The contribution that EEA nurses make to the NHS should not go unmarked, particularly in light of the severe shortage of nurses in the UK - a problem that would be worse if not for the 'all-time high in recruitment of nurses from overseas' reported by the UKCC.
Despite the spending review, the convergence of these factors could mean fundamental problems for NHS staffing at the beginning of the next millennium.
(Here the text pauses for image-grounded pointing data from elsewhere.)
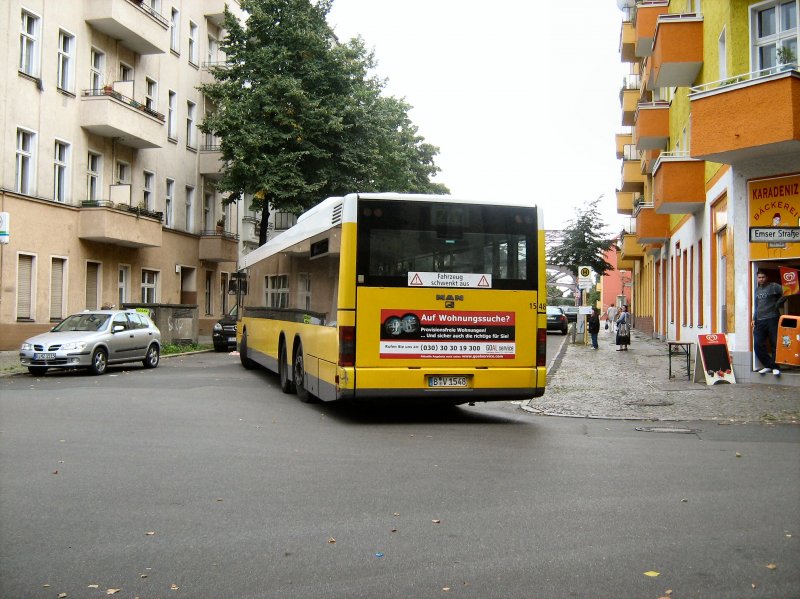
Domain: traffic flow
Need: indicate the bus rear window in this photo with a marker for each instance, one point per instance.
(398, 237)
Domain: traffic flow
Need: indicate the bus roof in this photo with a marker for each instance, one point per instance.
(333, 211)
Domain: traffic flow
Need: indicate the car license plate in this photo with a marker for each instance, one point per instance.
(447, 381)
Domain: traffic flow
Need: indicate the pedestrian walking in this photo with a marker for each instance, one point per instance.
(623, 339)
(611, 316)
(594, 326)
(769, 299)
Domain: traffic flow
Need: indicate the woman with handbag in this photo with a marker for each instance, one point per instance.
(623, 339)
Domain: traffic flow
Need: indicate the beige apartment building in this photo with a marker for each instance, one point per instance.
(107, 186)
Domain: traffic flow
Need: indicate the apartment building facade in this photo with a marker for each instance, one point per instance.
(710, 173)
(106, 183)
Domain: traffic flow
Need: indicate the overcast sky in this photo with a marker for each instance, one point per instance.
(520, 96)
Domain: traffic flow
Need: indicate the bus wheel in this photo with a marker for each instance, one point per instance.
(287, 384)
(300, 376)
(246, 362)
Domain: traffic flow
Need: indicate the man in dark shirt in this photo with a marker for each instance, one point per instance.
(769, 298)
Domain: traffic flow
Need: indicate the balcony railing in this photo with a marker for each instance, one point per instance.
(751, 76)
(108, 91)
(159, 216)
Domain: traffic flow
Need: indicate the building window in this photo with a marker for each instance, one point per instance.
(93, 174)
(60, 171)
(66, 49)
(25, 269)
(192, 43)
(29, 44)
(26, 145)
(168, 203)
(172, 125)
(92, 285)
(147, 190)
(97, 60)
(175, 31)
(774, 26)
(123, 173)
(278, 291)
(151, 94)
(57, 272)
(123, 278)
(189, 209)
(149, 286)
(125, 72)
(191, 142)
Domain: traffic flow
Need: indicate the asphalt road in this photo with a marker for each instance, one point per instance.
(200, 479)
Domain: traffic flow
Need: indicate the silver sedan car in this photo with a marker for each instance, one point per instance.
(94, 339)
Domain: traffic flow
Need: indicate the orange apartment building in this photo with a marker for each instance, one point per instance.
(710, 174)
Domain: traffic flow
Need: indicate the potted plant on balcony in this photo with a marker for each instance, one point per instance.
(786, 58)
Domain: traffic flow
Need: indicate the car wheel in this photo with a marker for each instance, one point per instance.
(246, 362)
(284, 372)
(299, 370)
(152, 356)
(99, 361)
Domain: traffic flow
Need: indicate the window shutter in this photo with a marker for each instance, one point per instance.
(24, 286)
(92, 271)
(57, 289)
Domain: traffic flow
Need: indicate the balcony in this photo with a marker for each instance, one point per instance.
(624, 202)
(647, 13)
(678, 184)
(627, 42)
(677, 51)
(748, 117)
(632, 178)
(214, 10)
(108, 113)
(218, 247)
(631, 248)
(623, 140)
(132, 22)
(628, 97)
(652, 126)
(118, 222)
(650, 226)
(209, 161)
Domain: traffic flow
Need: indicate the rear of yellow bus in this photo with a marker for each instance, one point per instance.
(445, 301)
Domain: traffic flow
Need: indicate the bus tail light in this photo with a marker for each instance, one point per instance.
(541, 348)
(347, 346)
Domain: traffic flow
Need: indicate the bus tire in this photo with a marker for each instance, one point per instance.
(299, 371)
(246, 362)
(284, 371)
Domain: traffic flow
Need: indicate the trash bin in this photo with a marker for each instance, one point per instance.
(788, 350)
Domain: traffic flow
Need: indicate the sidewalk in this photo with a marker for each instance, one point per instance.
(604, 383)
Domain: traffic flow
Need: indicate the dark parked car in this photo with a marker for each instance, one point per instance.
(224, 332)
(556, 320)
(571, 312)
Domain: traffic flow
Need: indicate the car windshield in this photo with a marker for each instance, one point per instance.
(82, 322)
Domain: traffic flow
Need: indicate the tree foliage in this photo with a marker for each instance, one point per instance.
(584, 242)
(300, 118)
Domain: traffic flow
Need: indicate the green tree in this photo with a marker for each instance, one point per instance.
(584, 242)
(300, 118)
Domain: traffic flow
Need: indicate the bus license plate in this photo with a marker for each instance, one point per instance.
(447, 381)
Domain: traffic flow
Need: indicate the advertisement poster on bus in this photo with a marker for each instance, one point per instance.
(439, 334)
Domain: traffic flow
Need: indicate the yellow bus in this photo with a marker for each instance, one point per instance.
(379, 295)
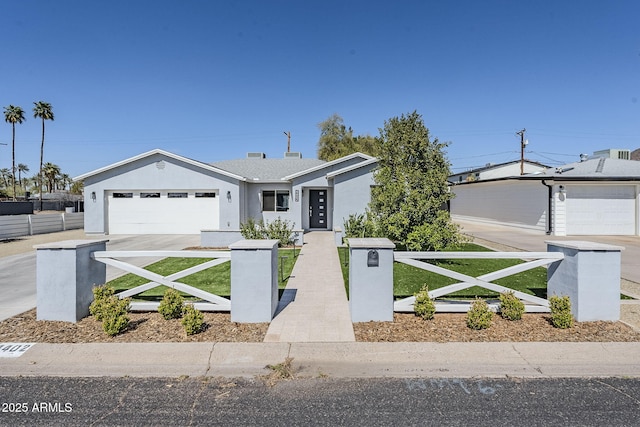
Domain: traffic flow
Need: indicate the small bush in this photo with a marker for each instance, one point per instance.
(114, 315)
(561, 316)
(480, 315)
(192, 320)
(511, 308)
(100, 295)
(171, 305)
(424, 305)
(360, 225)
(278, 229)
(253, 230)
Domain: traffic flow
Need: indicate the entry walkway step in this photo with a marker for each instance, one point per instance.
(314, 306)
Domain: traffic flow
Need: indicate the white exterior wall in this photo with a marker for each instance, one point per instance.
(254, 203)
(352, 193)
(145, 174)
(522, 203)
(596, 209)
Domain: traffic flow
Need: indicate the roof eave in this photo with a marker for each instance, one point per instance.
(164, 153)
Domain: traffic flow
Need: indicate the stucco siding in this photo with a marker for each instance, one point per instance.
(157, 173)
(352, 193)
(518, 202)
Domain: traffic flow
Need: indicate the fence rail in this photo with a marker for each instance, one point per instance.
(532, 260)
(28, 225)
(211, 302)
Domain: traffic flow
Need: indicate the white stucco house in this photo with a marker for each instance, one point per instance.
(159, 192)
(599, 196)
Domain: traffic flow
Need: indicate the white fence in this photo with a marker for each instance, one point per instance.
(28, 225)
(533, 260)
(212, 302)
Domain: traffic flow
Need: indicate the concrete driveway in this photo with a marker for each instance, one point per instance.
(18, 262)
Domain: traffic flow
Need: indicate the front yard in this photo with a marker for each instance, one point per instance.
(408, 280)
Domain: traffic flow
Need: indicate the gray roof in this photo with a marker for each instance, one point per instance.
(596, 168)
(269, 170)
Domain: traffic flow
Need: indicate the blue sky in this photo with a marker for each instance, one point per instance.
(213, 80)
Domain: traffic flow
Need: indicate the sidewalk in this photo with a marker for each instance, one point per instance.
(314, 306)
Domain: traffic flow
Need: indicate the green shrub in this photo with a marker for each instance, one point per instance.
(253, 230)
(114, 315)
(435, 235)
(192, 320)
(511, 308)
(278, 229)
(480, 315)
(100, 295)
(561, 316)
(360, 225)
(424, 305)
(171, 305)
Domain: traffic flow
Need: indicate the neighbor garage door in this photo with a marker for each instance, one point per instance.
(601, 210)
(162, 212)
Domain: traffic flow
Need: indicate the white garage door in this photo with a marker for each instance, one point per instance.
(601, 210)
(162, 212)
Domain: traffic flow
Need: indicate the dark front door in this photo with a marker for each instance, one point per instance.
(317, 208)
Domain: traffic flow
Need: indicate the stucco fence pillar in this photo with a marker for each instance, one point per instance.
(65, 277)
(254, 280)
(590, 275)
(371, 279)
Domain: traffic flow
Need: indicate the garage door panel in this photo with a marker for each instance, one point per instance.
(601, 210)
(163, 215)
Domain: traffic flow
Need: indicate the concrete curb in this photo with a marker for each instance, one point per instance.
(341, 360)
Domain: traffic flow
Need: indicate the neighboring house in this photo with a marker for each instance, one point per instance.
(598, 196)
(493, 171)
(163, 193)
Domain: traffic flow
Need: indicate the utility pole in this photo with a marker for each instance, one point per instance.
(523, 142)
(288, 141)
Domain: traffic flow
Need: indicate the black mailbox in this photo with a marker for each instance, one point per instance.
(372, 258)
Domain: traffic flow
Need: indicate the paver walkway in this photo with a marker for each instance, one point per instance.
(314, 306)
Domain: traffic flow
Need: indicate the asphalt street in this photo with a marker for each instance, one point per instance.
(319, 401)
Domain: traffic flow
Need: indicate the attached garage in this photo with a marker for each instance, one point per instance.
(601, 209)
(162, 212)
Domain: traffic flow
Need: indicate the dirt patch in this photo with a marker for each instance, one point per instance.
(143, 327)
(447, 327)
(406, 327)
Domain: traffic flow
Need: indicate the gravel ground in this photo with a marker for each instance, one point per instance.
(151, 327)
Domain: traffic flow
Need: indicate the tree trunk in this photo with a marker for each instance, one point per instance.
(41, 159)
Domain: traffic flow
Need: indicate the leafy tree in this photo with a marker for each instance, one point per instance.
(412, 189)
(22, 168)
(43, 111)
(336, 140)
(13, 114)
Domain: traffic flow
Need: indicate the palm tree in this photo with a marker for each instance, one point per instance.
(4, 175)
(13, 114)
(50, 172)
(42, 110)
(22, 168)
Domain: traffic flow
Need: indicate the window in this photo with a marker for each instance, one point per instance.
(177, 195)
(122, 195)
(275, 201)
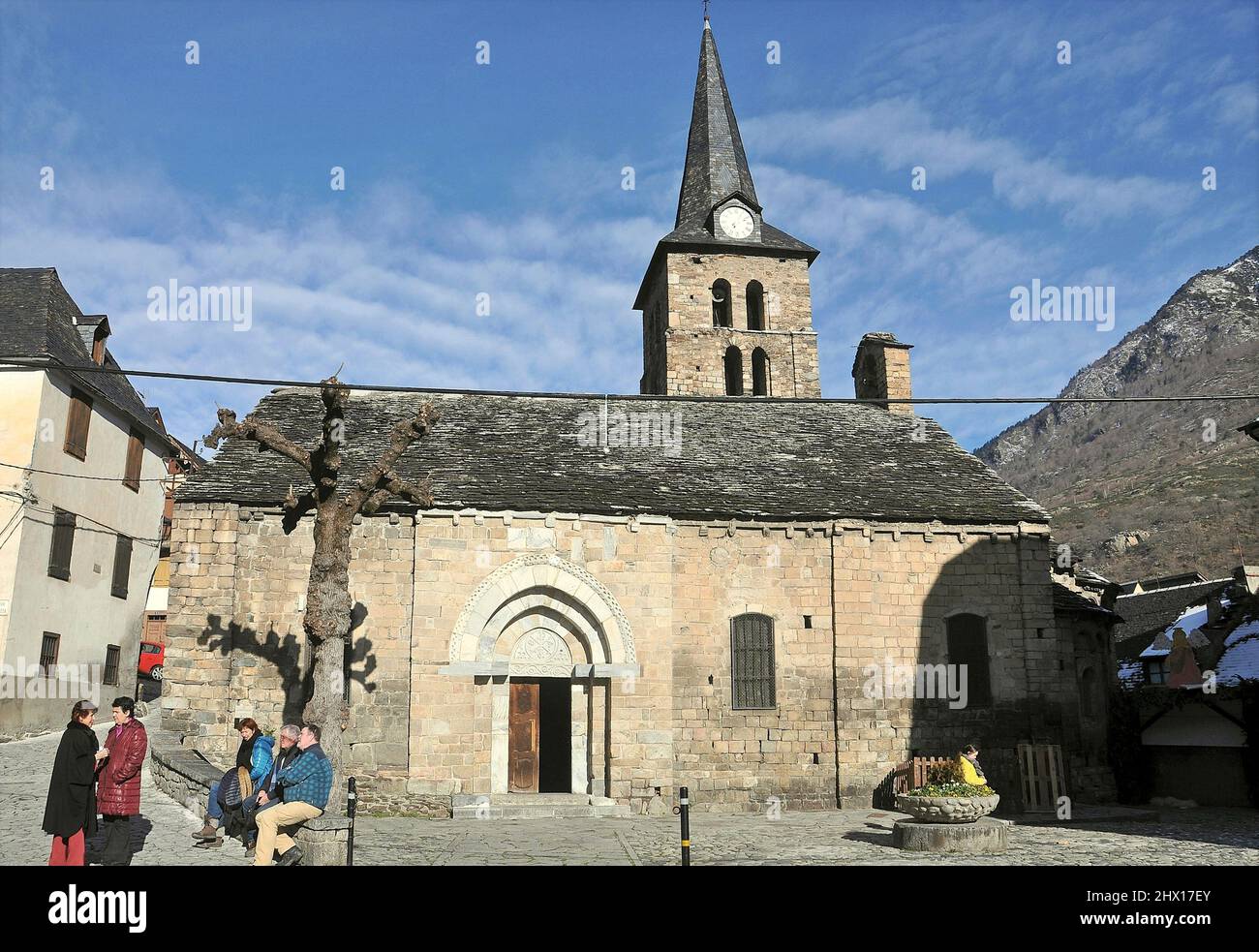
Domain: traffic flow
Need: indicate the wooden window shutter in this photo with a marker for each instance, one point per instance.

The potential shortfall of European medical staff coming to the UK that the European junior doctors' study implies seems to have gone largely unnoticed.
Were the contribution of European medical staff to be curtailed or in any way inhibited, NHS staffing could face an extremely difficult future for several reasons. Not least of these is that the 7,000 additional doctors prescribed in the government's review can only come from abroad.
There are few published studies and there is a lack of published information on the numbers of European qualified doctors training in the NHS. Their experiences of training and their future career intentions should be assessed urgently.
There is growing evidence that integrated workforce planning must take full account of the European dimension. In this context, the recent announcement of 7,000 more doctors, 15,000 nurses and 6,000 more nurse training places requires translation into an action plan that takes account of British, EEA and overseas healthcare professionals.
1 Goldacre M. Planning the United Kingdom's medical workforce. BMJ 1998; 316: 1846-7.
2 Orchard C. Spreading the load. Health Service J 1998; 108 (5594): 36- 37.
3 Permanent Working Group of Junior Hospital Doctors. Medical Manpower in Europe by the Year 2000 - from surplus to deficit. Copenhagen: Danish Medical Association, 1996.
4 Maynard A, Walker A. The Physician Workforce in the UK: issues, prospects and policies. London: Nuffield Trust 1997.
5 Lambert T, Goldacre M, Parkhouse J. Intentions of newly qualified doctors to practise in the UK. BMJ 1997;
6 Lyall J. Doctors' orders. Health Service J 1997; 107 (5556): 12.